As shown in Figure 1, attacker B forges the gateway address to send a bogus ARP packet to user A. User A considers the attacker to be the gateway and records an incorrect ARP entry for the gateway. As a result, the gateway cannot receive packets from user A and their communication is interrupted.
To prevent bogus gateway attacks, enable ARP gateway anti-collision on the gateway. The gateway considers a gateway collision to have occurred when a received ARP packet meets either of the following conditions:
The source IP address in the ARP packet is the same as the IP address of the VLANIF interface matching the physical inbound interface of the packet.
The source IP address in the ARP packet is the virtual IP address of the inbound interface but the source MAC address in the ARP packet is not the virtual MAC address of the Virtual Router Redundancy Protocol (VRRP) group.
A VRRP group, also called a virtual router, serves as the default gateway for hosts on a LAN. A virtual router has a virtual MAC address that is generated based on the virtual router ID. The virtual MAC address is in the format of 00-00-5E-00-01-{VRID}(VRRP).

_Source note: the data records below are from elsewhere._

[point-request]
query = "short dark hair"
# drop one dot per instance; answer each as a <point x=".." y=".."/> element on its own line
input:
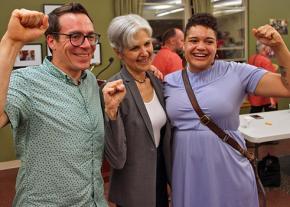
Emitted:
<point x="53" y="17"/>
<point x="168" y="34"/>
<point x="202" y="19"/>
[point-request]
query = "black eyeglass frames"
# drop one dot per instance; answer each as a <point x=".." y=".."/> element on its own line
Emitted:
<point x="78" y="38"/>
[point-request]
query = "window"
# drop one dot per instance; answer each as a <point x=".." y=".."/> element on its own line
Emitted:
<point x="162" y="15"/>
<point x="231" y="16"/>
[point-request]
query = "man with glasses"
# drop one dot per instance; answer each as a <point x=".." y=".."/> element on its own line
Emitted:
<point x="54" y="109"/>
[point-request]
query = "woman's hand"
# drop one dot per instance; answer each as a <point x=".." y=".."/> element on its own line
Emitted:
<point x="113" y="92"/>
<point x="268" y="35"/>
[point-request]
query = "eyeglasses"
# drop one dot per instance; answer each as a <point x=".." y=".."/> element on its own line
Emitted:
<point x="78" y="38"/>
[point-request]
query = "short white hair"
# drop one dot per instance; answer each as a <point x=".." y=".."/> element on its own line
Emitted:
<point x="122" y="29"/>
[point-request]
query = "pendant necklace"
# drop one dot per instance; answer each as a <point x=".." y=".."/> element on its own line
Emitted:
<point x="142" y="80"/>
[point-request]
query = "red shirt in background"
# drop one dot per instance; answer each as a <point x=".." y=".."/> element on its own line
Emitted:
<point x="263" y="62"/>
<point x="167" y="61"/>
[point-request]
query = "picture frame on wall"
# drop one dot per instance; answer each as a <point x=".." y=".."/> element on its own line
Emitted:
<point x="47" y="8"/>
<point x="97" y="60"/>
<point x="29" y="55"/>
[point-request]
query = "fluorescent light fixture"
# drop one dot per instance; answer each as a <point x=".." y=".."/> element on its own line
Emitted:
<point x="169" y="12"/>
<point x="160" y="7"/>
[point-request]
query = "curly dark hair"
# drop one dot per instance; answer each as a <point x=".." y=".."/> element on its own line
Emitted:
<point x="202" y="19"/>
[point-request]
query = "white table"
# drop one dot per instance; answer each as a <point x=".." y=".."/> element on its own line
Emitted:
<point x="274" y="125"/>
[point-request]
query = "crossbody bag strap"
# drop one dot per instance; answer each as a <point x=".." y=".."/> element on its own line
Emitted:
<point x="206" y="120"/>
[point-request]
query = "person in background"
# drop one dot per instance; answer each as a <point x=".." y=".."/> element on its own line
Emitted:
<point x="138" y="134"/>
<point x="54" y="109"/>
<point x="262" y="59"/>
<point x="206" y="170"/>
<point x="167" y="59"/>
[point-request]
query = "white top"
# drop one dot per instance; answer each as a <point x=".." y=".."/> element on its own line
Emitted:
<point x="157" y="116"/>
<point x="270" y="126"/>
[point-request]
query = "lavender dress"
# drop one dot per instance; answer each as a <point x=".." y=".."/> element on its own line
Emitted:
<point x="206" y="171"/>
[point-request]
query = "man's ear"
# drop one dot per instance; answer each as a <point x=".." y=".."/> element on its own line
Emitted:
<point x="50" y="41"/>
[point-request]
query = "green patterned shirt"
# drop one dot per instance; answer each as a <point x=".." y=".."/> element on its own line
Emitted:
<point x="58" y="132"/>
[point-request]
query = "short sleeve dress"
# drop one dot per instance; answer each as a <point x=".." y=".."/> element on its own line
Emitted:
<point x="206" y="171"/>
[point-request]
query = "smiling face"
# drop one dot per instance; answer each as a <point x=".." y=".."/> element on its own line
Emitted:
<point x="200" y="47"/>
<point x="70" y="59"/>
<point x="138" y="57"/>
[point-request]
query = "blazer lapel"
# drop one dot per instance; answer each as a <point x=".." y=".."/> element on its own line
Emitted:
<point x="158" y="87"/>
<point x="131" y="85"/>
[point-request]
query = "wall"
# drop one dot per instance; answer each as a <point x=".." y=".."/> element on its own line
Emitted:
<point x="101" y="11"/>
<point x="260" y="11"/>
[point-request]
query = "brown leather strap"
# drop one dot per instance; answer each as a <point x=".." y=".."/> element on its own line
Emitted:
<point x="206" y="120"/>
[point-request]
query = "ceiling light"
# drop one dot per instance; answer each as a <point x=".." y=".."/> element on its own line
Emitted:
<point x="228" y="3"/>
<point x="169" y="12"/>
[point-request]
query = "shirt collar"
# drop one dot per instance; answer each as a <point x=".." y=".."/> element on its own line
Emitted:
<point x="55" y="71"/>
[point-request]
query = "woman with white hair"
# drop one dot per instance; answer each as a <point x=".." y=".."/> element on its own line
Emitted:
<point x="137" y="131"/>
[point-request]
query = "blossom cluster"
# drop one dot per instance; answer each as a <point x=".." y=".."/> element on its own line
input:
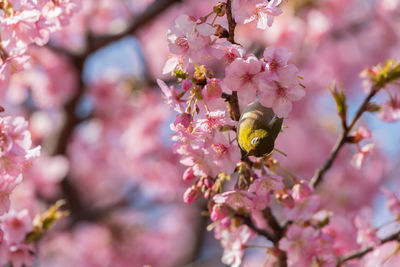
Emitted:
<point x="16" y="154"/>
<point x="27" y="22"/>
<point x="242" y="189"/>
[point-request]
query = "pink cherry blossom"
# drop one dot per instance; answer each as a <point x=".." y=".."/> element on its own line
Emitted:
<point x="12" y="65"/>
<point x="280" y="95"/>
<point x="16" y="145"/>
<point x="233" y="240"/>
<point x="390" y="110"/>
<point x="192" y="39"/>
<point x="7" y="185"/>
<point x="16" y="225"/>
<point x="171" y="96"/>
<point x="261" y="11"/>
<point x="305" y="246"/>
<point x="301" y="191"/>
<point x="243" y="76"/>
<point x="20" y="30"/>
<point x="276" y="59"/>
<point x="212" y="90"/>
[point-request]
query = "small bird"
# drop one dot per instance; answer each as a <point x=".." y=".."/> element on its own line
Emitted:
<point x="257" y="130"/>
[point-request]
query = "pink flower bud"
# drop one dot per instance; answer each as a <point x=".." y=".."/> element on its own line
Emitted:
<point x="286" y="199"/>
<point x="186" y="84"/>
<point x="212" y="89"/>
<point x="184" y="119"/>
<point x="188" y="175"/>
<point x="301" y="191"/>
<point x="208" y="183"/>
<point x="226" y="221"/>
<point x="218" y="212"/>
<point x="191" y="194"/>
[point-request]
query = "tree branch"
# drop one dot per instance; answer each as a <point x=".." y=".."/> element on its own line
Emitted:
<point x="319" y="174"/>
<point x="231" y="22"/>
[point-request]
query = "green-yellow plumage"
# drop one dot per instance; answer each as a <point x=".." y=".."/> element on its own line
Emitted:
<point x="258" y="129"/>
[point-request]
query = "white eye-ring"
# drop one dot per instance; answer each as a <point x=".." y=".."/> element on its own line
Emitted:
<point x="254" y="140"/>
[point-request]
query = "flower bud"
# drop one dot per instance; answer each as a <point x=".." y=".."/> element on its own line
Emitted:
<point x="184" y="119"/>
<point x="220" y="9"/>
<point x="218" y="212"/>
<point x="212" y="90"/>
<point x="188" y="175"/>
<point x="186" y="85"/>
<point x="191" y="195"/>
<point x="220" y="31"/>
<point x="301" y="190"/>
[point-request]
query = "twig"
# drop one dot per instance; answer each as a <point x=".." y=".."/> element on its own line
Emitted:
<point x="319" y="174"/>
<point x="273" y="223"/>
<point x="362" y="252"/>
<point x="247" y="220"/>
<point x="231" y="22"/>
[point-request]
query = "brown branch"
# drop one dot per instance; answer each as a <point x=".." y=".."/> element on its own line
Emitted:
<point x="231" y="22"/>
<point x="362" y="252"/>
<point x="273" y="223"/>
<point x="319" y="174"/>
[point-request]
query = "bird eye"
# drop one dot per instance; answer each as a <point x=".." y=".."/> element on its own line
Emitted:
<point x="254" y="140"/>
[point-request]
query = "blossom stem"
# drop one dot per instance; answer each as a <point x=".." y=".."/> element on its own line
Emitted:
<point x="231" y="22"/>
<point x="319" y="174"/>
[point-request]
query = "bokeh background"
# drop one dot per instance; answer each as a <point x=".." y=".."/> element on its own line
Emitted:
<point x="94" y="106"/>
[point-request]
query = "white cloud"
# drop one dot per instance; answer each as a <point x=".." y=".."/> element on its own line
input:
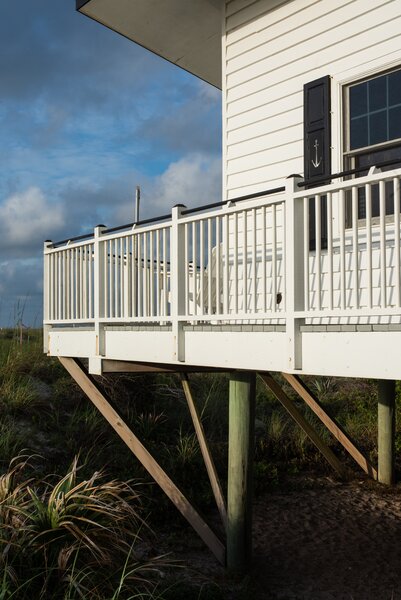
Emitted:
<point x="28" y="218"/>
<point x="193" y="180"/>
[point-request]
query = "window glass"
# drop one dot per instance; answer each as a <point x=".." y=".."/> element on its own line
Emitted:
<point x="375" y="110"/>
<point x="394" y="88"/>
<point x="378" y="127"/>
<point x="358" y="97"/>
<point x="377" y="94"/>
<point x="395" y="122"/>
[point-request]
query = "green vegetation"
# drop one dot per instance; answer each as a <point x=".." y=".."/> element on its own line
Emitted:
<point x="76" y="534"/>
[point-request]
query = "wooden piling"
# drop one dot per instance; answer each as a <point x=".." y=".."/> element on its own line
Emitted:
<point x="386" y="430"/>
<point x="240" y="471"/>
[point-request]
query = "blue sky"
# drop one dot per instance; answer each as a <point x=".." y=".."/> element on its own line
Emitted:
<point x="85" y="116"/>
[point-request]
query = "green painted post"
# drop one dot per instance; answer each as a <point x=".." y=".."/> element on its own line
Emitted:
<point x="386" y="430"/>
<point x="240" y="471"/>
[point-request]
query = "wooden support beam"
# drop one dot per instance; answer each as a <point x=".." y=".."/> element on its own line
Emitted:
<point x="386" y="430"/>
<point x="125" y="366"/>
<point x="92" y="390"/>
<point x="204" y="446"/>
<point x="302" y="422"/>
<point x="240" y="469"/>
<point x="335" y="428"/>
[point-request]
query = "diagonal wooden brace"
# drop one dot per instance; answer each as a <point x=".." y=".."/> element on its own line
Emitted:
<point x="204" y="446"/>
<point x="92" y="390"/>
<point x="302" y="422"/>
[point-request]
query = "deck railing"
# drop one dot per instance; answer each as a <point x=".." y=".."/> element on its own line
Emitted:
<point x="243" y="262"/>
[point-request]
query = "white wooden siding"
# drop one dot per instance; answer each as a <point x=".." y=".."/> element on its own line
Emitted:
<point x="270" y="50"/>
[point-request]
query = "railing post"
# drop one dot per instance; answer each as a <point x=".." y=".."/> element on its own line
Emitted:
<point x="46" y="295"/>
<point x="294" y="261"/>
<point x="177" y="281"/>
<point x="98" y="289"/>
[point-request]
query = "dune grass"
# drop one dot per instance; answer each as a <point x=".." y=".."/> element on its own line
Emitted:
<point x="45" y="415"/>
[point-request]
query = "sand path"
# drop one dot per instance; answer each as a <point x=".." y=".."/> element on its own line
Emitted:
<point x="318" y="540"/>
<point x="330" y="542"/>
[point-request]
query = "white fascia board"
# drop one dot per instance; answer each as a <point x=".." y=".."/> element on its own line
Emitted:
<point x="185" y="33"/>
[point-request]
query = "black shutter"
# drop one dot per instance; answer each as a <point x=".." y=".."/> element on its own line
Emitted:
<point x="317" y="141"/>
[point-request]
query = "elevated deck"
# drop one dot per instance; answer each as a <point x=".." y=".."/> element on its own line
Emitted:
<point x="294" y="280"/>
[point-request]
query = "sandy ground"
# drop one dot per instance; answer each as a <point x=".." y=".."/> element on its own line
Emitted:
<point x="319" y="540"/>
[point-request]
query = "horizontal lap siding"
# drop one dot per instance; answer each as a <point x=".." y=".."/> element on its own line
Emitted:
<point x="271" y="50"/>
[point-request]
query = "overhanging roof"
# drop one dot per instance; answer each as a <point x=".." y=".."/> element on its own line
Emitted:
<point x="184" y="32"/>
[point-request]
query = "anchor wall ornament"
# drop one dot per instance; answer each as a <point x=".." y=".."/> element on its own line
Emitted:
<point x="317" y="162"/>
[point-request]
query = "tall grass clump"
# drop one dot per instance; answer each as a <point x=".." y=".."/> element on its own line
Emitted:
<point x="73" y="538"/>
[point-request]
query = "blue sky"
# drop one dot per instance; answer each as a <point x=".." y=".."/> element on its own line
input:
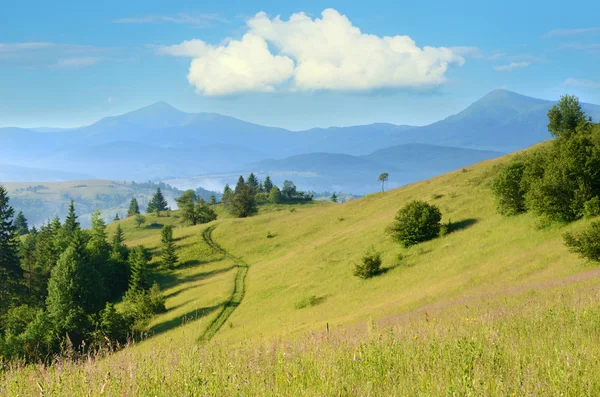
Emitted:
<point x="69" y="63"/>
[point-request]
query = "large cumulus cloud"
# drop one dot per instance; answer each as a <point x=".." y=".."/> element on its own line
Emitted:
<point x="327" y="53"/>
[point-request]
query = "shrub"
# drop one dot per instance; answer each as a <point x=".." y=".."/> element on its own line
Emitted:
<point x="507" y="187"/>
<point x="370" y="265"/>
<point x="309" y="301"/>
<point x="416" y="222"/>
<point x="591" y="208"/>
<point x="585" y="243"/>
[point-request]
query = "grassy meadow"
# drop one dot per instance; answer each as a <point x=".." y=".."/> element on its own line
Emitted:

The virtual router sends ARP Reply packets using the virtual MAC address instead of the interface MAC address.
The device generates an ARP anti-collision entry and discards the received packets with the same source MAC address and VLAN ID in a specified period. This function prevents ARP packets with the bogus gateway address from being broadcast in a VLAN.
In addition, you can enable gratuitous ARP packet sending on the device to broadcast gratuitous ARP packets to all user hosts so that the bogus ARP entries are modified. The gratuitous ARP packets are broadcast to all users so that incorrect ARP entries are corrected.